Dacia ha un secondo modello completamente elettrico pronto per il lancio, che farà parte dell’offerta del marchio rumeno del Gruppo Renault insieme alla Spring. È anticipato da un’immagine che ci permette di percepire le forme di un’auto cittadina, ovvero la silhouette, che si basa sulla stessa piattaforma della Renault Twingo E-Tech Electric (offerta in Portogallo a partire da €19.490), e quindi ci si aspetta dimensioni molto simili al suo “cugino destro” della Gallia, che misura 3789 mm in lunghezza e 2493 mm tra gli assi.

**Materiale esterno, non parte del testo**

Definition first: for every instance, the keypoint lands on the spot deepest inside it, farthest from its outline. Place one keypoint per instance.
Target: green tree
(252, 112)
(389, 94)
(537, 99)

Nella attuale Spring, ora alla sua seconda generazione, sono offerti due motori con 70 cv o 100 cv, entrambi alimentati da una batteria agli ioni di litio con una capacità di 24,3 kWh – Dacia, in termini di autonomia combinata, nel ciclo WLTP, annuncia 225 km nel primo caso (in vendita in Portogallo a partire da €16.900), e 228 km nel secondo (disponibile a partire da €18.990 nel mercato portoghese). Renault, d’altra parte, utilizza un motore da 82 cv e una batteria con una capacità di 27,5 kWh, annunciando un’autonomia di 263 km.
Con la produzione della sua seconda auto elettrica cittadina, che inizierà solo dopo la sua rispettiva presentazione prevista per il secondo trimestre di quest’anno, Dacia mira a rispettare il limite di emissioni di CO2 per la flotta media venduta in Europa. Il modello è previsto per il lancio commerciale nel 2026, e secondo una fonte del marchio, sarà offerto a prezzi a partire da €18.000.


La Spring è prodotta da Renault Dongfeng, a Wuhan, Cina, mentre la nuova Dacia elettrica uscirà dalle stesse linee di assemblaggio della Twing E-Tech Electric (Novo Mesto, Slovenia). E, così, con l’approvazione da parte dell’Unione Europea della creazione della categoria automobilistica M1E, quest’ultima sarà coperta dai benefici proposti dalla Commissione Europea, affinché una nuova generazione di auto elettriche accessibili possa essere prodotta nel Vecchio Continente.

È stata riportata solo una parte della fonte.